During the last glacial period, the climate shift to cold conditions associated with changes in atmospheric circulation and vegetation cover resulted in the development of large aeolian systems in Europe. On a regional scale, many factors may have influenced dust dynamics, such as the latitudinal difference between the various aeolian systems and the variability of the sources of wind-transported particles. Therefore, the assumption that the timing of aeolian deposition is strictly synchronous in Europe does not seem to be the most plausible hypothesis and needs to be evaluated. To test this assumption, the chronology of loess deposition in different European regions was investigated by studying 93 luminescence-dated loess-palaeosol sequences with their data recalculated and compiled in a single CSV file: the ChronoLoess database. Our study shows that the two major aeolian systems, the Northern European Loess Belt (NELB) on the one hand and the systems associated with the rivers draining the Alpine Ice Sheet on the other hand, developed asynchronously. The significant deposition started at about 32 ka for the NELB vs 40 ka for the perialpine loess and peaked about two millennia later for the former (21.8 ka vs 23.9 ka, respectively). This shift resulted mainly from the time lag between the maxima of the Alpine and Fennoscandian ice sheets, which acted as the primary sources of fine-grained particles through glacial abrasion. The major geomorphic changes that resulted from the development and decay of the Fennoscandian and British-Irish ice sheets also played an important role.
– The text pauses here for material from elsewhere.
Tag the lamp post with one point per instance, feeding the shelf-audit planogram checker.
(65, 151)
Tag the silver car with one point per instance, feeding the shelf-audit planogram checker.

Particularly, ice sheet coalescence during the LGM diverted meltwater fluxes through the Manche River and provided vast amounts of glacial particles available for deflation in the western NELB. The period during which the maximum Mass Accumulation Rate was reached for each loess-palaeosol sequence is relatively homogeneous in the NELB and ranges from 30 ka to 19 ka, whereas it is more scattered in the perialpine systems (>60 ka to 14 ka). This probably resulted from a combination of factors, including the asynchrony of maximum valley glacier advances and local geomorphic factors.